Generating a data map and inventorying personal data for data knowledge are at the top of the to-do list for companies aiming to meet the EU General Data Protection Regulation (GDPR) requirements. Data knowledge is essential for verifying compliant data collection and processing.
Some vendors promise to make privacy compliance easier by streamlining email survey-taking of stakeholders to figure out an organization’s inventory of data assets. By providing a set of questionnaire templates using legal language, they promise easier information gathering for Privacy Impact Assessments and related compliance problems. However, most people struggle to interpret legal questions and relying on recollections to find data is by definition unreliable.
But how do you achieve accurate data knowledge when you start with inaccurate data surveys? If the primary aim of GDPR is data protection, can you protect your data if you don’t have reliable knowledge of where it is? Probably not… Let’s look at some of the reasons:
Surveys lack accuracy:
Surveys rely on people interpreting and recollecting. People are fallible and imprecise at the best of times, but when it comes to memorializing the inventory, location, and use of data, they are the opposite of data-driven record keepers. People just cannot “verify” anything to do with where data is collected, stored or processed without a data audit. And, a data audit requires a scan, not a survey.

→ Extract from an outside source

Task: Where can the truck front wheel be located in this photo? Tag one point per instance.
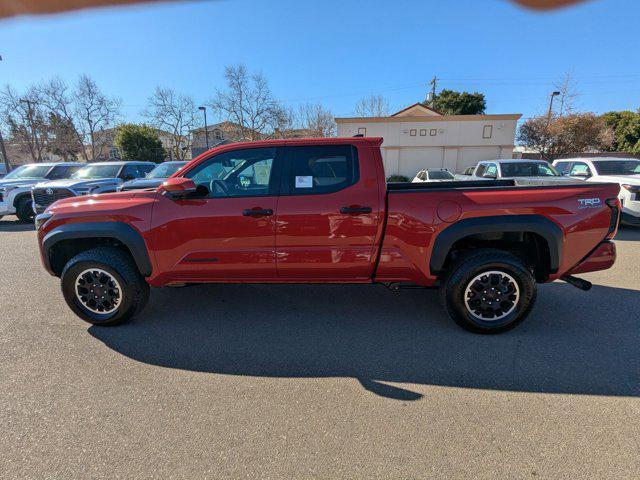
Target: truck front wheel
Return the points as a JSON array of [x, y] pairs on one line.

Surveys can’t capture change:
They say that data is the new oil. And while that metaphor is certainly true when it comes to value and how data powers the modern Internet economy, it’s also true when it comes to how it seeps and flows. Data is not static. It moves, gets aggregated, transformed, shared and analyzed. When it comes to data, change is the only constant. Unfortunately, no person can ever provide a full accounting of how data changes without first interrogating the data. A survey without a scan, therefore, can never fully capture the changes in how data is collected and processed.
Surveys go uncompleted:
Besides lacking data fidelity, surveys also depend on their takers being responsive and motivated. Poor or incomplete input is a problem for any survey-based approach. But no input is even worse. People have day jobs, and filling out surveys that use opaque, legal terms with no direct benefit is likely to be low on their list of priorities. Data privacy may be a corporate concern, but reporting on data may not be every employee’s concern.
Surveys take a long time:
Compiling a data map via surveys, even assuming the best case outcome that they are representative, can easily stretch from weeks into months. Shepherding multiple stakeholders through a survey process is often not resource efficient and is unlikely to produce up-to-date output. While demonstrating to regulators that an initiative is in place may keep them at bay initially, they won’t hold off if progress in assembling a data flow map is lagging that of the company’s peers.
Surveys can’t satisfy personal data rights:
A survey-based data inventory lacks the specific detail to answer the basic question posed by privacy mandates: where does an organization have data on every customer or employee? If the data map is disconnected from data processing activities, it can’t serve as a roadmap for IT and security to generate a data subject access request (DSAR), nor respond to modification or deletion changes. Having a process workflow in place for DSARs doesn’t change the burden on IT to go through manual steps and build custom queries for DSARs, even as the clock ticks down to respond.
So if a survey can’t accurately account for how data is collected or processed, what is it good for? If the goal of the survey is to genuinely protect personal data, then the most direct answer is probably not much. Data maps and inventories generated from a survey can provide input for a privacy impact assessment, but the fidelity of that assessment will always remain questionable.
Surveys will never be superior to scans for accurate and effective personal data protection and privacy. Accounting for data requires data accounting. That requires a way of generating accurate inventories and maps using auditable data scans. If the goal of GDPR compliance is to protect data and enforce privacy, then it will have to rooted in accurate data knowledge – and in that arena, a survey can’t hold a candle to a scan.